Originally Posted By disneywatcher In the print edition of the Los Angeles Times, the editorial on DCA was paired with -- and appeared below -- one about the makeover of "It's a Small World." I'm guessing that the writer of the piece had visited the park quite recently and decided to make a comment on it based on his or her experience. >>>>> Even on a recent sunny Sunday, though Disneyland was so crammed that the regular parking lot was full, California Adventure was relatively empty. The only line -- a mere 15 minutes -- was, predictably, for "Soarin' Over California." Visitors wandered back and forth among the attractions, riding each several times. World." <<<<< The editorial -- since it is an editorial, after all -- contained the most specifically, clearly negative opinion on DCA that I've ever seen in the Times. Such commentary would be deemed inappropriate in a pure-news article. The only other instance I recall when the park has been treated by the L.A. Times in a more explicitly derogatory manner was in the writings of the newspaper's main columnist based in Orange County.
Originally Posted By WilliamK99 And no Dennis, honestly no idea what the DLP E-Ticket will wind up being. It would just be pure speculation. I'll throw out two thoughts though: it will be characted-based (shocking, I know) and it will not be Splash Mountain. << I am pretty confident it will be "Soarin' Over Europe"
Originally Posted By mawnck >>I am pretty confident it will be "Soarin' Over Europe"<< If "Soarin' Over California" is good enough for Florida, then "Soarin' Over California" is good enough for Paris! So long as they add Buzz Lightyear. Gotta keep it relevant. >>With regards to Disney theme parks, the opinion of a newspaper's editorial staff, or even a number of papers, no matter what reputation they have, carries little to no weight for me.<< That's nice. What it does is it raises the issue with a lot of General Public members who didn't know about it before, and does so with a very negative Disney slant. Disneyland does not need this now, especially in this economic climate. I wonder just how much worse this is going to get? ;-) I 'spect everybody here in DisneyGeekLand already knows about it and has made up their minds, and it doesn't matter what the LA Times or Marty Sklar or Angelina Jolie or anybody else says about it. At least, no one I'm aware of has changed sides. A few fence-sitters have moved one way or the other, but that's it. Right now, it's all discussion. (PS - Dear LA Times, in case you missed it, they're adding Buzz Lightyear to the America room.)
Originally Posted By Dabob2 <The LA Times hasn't been fair in its coverage of Disney and is in the midst of a giant urinating contest with the Mouse right now.> Bingo. And one shouldn't need the opinions of a newspaper (in a Disney snit or not) to back up one's own opinions, or think they "prove" or "validate" them somehow. They don't. My own mixed opinion of DCA (some stuff is great, some is good, some is mediocre, some like Mullholland is awful) doesn't change for the worse because one editorial board thinks only Soarin' is good, or change for the better because davewasbaloo's wife (whose opinion is as valid as anyone else's) calls it her favorite park. This constant posting of opinion and the unspoken attitude of "See! SEE! They agree with me!" is kind of sad.

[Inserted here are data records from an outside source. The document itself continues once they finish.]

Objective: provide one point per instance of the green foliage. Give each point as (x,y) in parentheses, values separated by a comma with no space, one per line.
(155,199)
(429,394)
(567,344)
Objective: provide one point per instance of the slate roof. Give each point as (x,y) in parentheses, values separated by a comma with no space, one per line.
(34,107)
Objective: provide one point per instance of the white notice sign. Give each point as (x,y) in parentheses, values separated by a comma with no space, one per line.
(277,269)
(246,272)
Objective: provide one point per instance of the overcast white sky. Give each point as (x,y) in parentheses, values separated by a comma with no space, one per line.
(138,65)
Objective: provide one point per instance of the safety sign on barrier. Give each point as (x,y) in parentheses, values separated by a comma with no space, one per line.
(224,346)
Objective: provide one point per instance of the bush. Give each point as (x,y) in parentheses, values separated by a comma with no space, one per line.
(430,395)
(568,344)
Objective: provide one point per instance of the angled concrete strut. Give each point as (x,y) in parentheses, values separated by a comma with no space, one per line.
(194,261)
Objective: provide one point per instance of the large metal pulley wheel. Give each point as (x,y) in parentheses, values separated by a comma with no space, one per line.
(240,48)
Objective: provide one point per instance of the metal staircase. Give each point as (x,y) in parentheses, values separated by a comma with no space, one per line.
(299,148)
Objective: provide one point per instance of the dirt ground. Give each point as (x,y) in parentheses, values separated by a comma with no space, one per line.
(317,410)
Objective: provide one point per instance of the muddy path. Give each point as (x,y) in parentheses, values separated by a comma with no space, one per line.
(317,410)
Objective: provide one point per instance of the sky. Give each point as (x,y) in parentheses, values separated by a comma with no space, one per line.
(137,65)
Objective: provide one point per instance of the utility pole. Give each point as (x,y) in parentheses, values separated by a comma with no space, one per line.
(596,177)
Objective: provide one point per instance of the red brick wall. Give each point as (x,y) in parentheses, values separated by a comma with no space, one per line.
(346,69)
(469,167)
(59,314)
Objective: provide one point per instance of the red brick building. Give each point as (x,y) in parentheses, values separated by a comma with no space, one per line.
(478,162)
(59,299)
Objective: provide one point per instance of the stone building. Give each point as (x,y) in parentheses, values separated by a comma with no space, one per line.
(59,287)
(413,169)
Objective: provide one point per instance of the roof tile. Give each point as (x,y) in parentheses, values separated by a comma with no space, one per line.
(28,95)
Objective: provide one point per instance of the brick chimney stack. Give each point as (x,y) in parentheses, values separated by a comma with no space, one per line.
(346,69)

Originally Posted By WilliamK99 It's his M-O , you just have to know which links to take with a grain of salt.
Originally Posted By trekkeruss <<What it does is it raises the issue with a lot of General Public members who didn't know about it before, and does so with a very negative Disney slant.>> I'm fairly confident that after seven years, southern Californians already know about DCA. If there are people in the area that don't know about the park already, that number is very, very small.
Originally Posted By mawnck >>This constant posting of opinion and the unspoken attitude of "See! SEE! They agree with me!" is kind of sad.<< If you'd prefer to discuss which is your favorite dwarf, there are other boards.